Security and Privacy of Visual Data

With a rapid development and acceptablity of computer vision based systems in one's daily life, securing of the visual data has become imperative. Security issues in computer vision primarily originates from the storage, distribution and processing of the personal data, whereas privacy concerns with tracking down of the user's activity. The current methods of securing an online protocol is to apply a cryptographic layer on top of an existing processing modules, thus securing the data against unauthorised third party access. However, this is often not enough to ensure the complete security of the user's privileged information. Through this work we address specific security and privacy concerns of the visual data. We propose application specific, computationally efficient and provably secure computer vision algorithms for the encrypted domain. More specifically we address the following issues:

  • Efficacy: Security should not be at the cost of accuracy.
  • Efficiency: Encryption/Decryption is computationaly expensive. Secure algorithms should be practical.
  • Domain Knowledge: Domain specific algorithms will be more efficient than generic solutions such as SMC.
  • Security: Algorithms need to be provably-secure and meet futuristic requirements.
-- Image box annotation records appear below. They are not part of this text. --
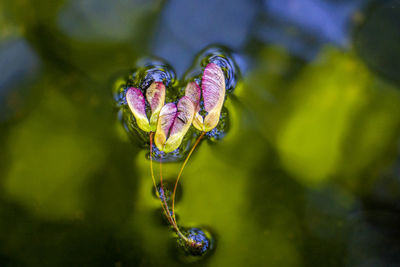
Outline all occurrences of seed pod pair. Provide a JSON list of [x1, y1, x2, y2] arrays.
[[126, 63, 225, 153]]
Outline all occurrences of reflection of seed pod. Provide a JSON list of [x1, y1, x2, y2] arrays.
[[178, 227, 214, 262]]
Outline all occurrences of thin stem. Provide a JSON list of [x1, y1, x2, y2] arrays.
[[172, 132, 205, 224], [150, 132, 174, 225], [150, 132, 190, 243]]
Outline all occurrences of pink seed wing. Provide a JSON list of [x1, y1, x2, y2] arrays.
[[170, 96, 194, 136], [201, 63, 225, 113], [126, 87, 150, 132], [154, 103, 177, 151], [146, 82, 165, 131], [146, 82, 165, 113], [164, 96, 194, 153], [185, 82, 201, 112]]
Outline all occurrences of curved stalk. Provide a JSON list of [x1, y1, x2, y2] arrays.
[[172, 132, 205, 224], [150, 132, 190, 243]]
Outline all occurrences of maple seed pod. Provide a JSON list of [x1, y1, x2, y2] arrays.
[[191, 63, 225, 132], [154, 96, 195, 153], [126, 82, 165, 132]]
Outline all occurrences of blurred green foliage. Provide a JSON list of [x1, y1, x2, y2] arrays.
[[0, 1, 400, 266]]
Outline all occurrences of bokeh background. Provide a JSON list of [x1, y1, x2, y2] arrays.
[[0, 0, 400, 266]]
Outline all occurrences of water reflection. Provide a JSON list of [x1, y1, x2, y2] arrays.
[[0, 0, 400, 266]]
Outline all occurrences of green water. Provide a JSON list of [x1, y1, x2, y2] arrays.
[[0, 1, 400, 266]]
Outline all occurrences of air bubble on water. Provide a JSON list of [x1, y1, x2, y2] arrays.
[[178, 227, 214, 262]]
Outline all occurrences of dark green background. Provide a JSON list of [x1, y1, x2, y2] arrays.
[[0, 0, 400, 266]]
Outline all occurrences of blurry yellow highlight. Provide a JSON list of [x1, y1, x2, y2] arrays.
[[4, 91, 104, 220], [277, 49, 400, 185]]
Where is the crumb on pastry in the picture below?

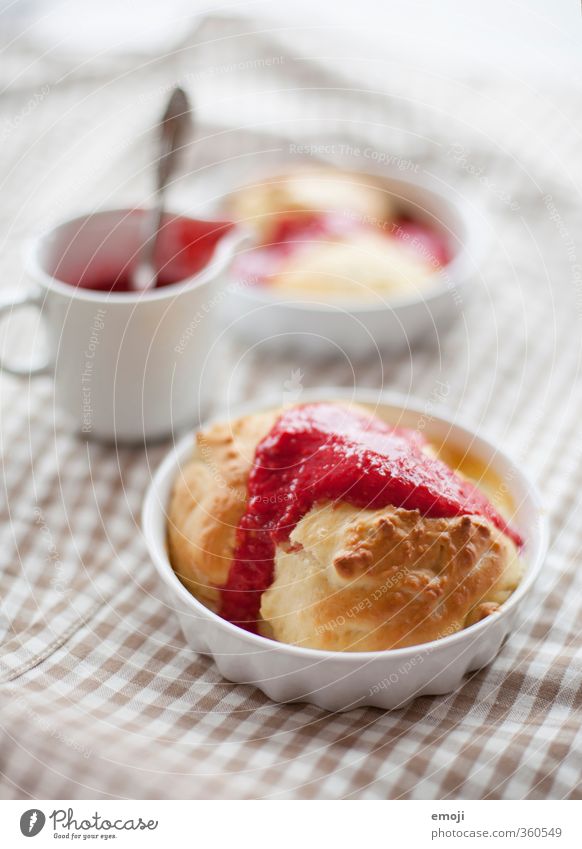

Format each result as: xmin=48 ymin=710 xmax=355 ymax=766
xmin=261 ymin=504 xmax=521 ymax=651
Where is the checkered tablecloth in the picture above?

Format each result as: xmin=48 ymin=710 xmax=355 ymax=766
xmin=0 ymin=11 xmax=582 ymax=799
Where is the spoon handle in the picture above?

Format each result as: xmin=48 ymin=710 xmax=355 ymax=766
xmin=133 ymin=86 xmax=192 ymax=291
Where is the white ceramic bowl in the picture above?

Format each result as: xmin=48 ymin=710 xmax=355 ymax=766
xmin=142 ymin=389 xmax=547 ymax=711
xmin=223 ymin=171 xmax=482 ymax=356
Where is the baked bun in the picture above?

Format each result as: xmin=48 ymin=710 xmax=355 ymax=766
xmin=261 ymin=504 xmax=521 ymax=651
xmin=168 ymin=410 xmax=278 ymax=610
xmin=268 ymin=230 xmax=434 ymax=301
xmin=227 ymin=167 xmax=393 ymax=242
xmin=168 ymin=405 xmax=521 ymax=651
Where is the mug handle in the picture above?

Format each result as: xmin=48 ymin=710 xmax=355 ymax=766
xmin=0 ymin=293 xmax=53 ymax=377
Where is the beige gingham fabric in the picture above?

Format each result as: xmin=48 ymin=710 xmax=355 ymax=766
xmin=0 ymin=11 xmax=582 ymax=799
Private Content Based Image Retrieval

PCBIR IconFor content level access, very often database needs the query as a sample image. However, the image may contain private information and hence the user does not wish to reveal the image to the database. Private Content Based Image Retrieval (PCBIR) deals with retrieving similar images from an image database without revealing the content of the query image. not even to the database server. We propose algorithms for PCBIR, when the database is indexed using hierarchical index structure or hash based indexing scheme. Experiments are conducted on real datasets with popular features and state of the art data structures. It is observed that specialty and subjectivity of image retrieval (unlike SQL queries to a relational database) enables in computationally efficient yet private solutions.

[Project Homepage]

Blind Authentication: A Crypto-Biometric Verification ProtocolBA Icon

Biometric authentication provides a secure, non-repudiable and convenient method for identity verification. Hence they are ideal to be deployed in both high security as well as remote authentication applications. However, the assertions on security and non-repudiation are valid only if the integrity of the overall system is maintained. A hacker who gains physical or remote access to the system can read or modify the stored templates and successfully pose as or deny access to legitimate users. We propose a secure biometric authentication protocol over public networks using asymmetric encryption, which captures the advantages of biometric authentication as well as the security of public key cryptography. Blind Authentication provides non-repudiable identity verification, while not revealing any additional information about the user to the server or vice versa.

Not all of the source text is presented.